Pharmaceutical companies are generally unwilling to risk the use of novel excipients because of the regulatory uncertainty of the current process to get them approved in their formulation which can result in delays in approval of their application. Novel excipients could be an important factor in controlling costs of drug development since formulators might then be able to use the “best tool (excipient) for the job” instead of having to formulate around an approved but sub-optimal excipient. In some cases, certain drug products may not be able to be developed using traditional excipients and novel excipients may be needed to resolve various physical issues with APIs such as poor solubility and permeability.
In the case of excipient manufacturers, it follows that if their customers are unwilling to risk using novel excipients, there is little incentive to develop them.
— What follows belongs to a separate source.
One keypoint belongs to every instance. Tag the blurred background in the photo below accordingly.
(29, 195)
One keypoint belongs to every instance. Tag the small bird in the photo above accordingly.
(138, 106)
This can, and in some cases does result in stagnating market growth and innovation.
In the current state of affairs, there is no mechanism for evaluation of excipients alone – they are only evaluated as part of drug products in NDAs and ANDAs.
This result sometimes leads to drug products which are “good enough” but which may not be optimal.
IPEC-Americas has proposed to FDA that it adopt a new regulatory review or qualification process for novel excipients which provides for stand-alone (independent) review and qualification of excipients by the agency. The intent would be for this new regulatory review or qualification to help mitigate the uncertainty associated with novel excipient use.
It is important to note that IPEC-Americas has not suggested that novel excipients would or should be “approved” outside of the drug approval process, but rather that there could be preliminary safety and qualification assessments independent of the drug but based on safety data that exists to support the intended route(s) of administration and intended use level(s).
Currently the only mechanisms that exist for excipient manufacturers to present excipient-specific information to the agency independent of a drug application are Type IV (Excipient, Colorant, Flavor, Essence, or Material Used in Their Preparation) or Type V (FDA Accepted Reference Information) drug master files (DMFs). However, DMFs are only intended to be reviewed by the agency in conjunction with a specific drug application and there is no consistent approach to DMF reviews. This may result in refuse to receive notifications (for novel excipients that are not really new chemical entities) or application delays.
FDA toxicologists have referred IPEC-Americas to the Biomarker Qualification Program (BQP) as a possible model process for new excipients. IPEC-Americas believes that there are many important, relevant concepts in the program that, with modification, could provide a foundation for engaging FDA on modernizing a process for novel excipient safety review.
IPEC-Americas has offered to collaborate with FDA to define what the Agency would need to review in such a process. Information required for an excipient review could be similar to the type of information currently required for a Type II DMF for Active Pharmaceutical Ingredient (API) completeness assessment but with added focus on excipient safety.
There would also need to be development and implementation of a unique type of user fee system (different from the existing PDUFA user fee model) to fund FDA resources to perform independent safety assessments / qualifications of excipients.
IPEC-Americas has invited the FDA to continue discussions on possible approaches to create an improved pathway for review and acceptance of novel excipients based on defined criteria and mechanisms by which such a process could be formally recognized.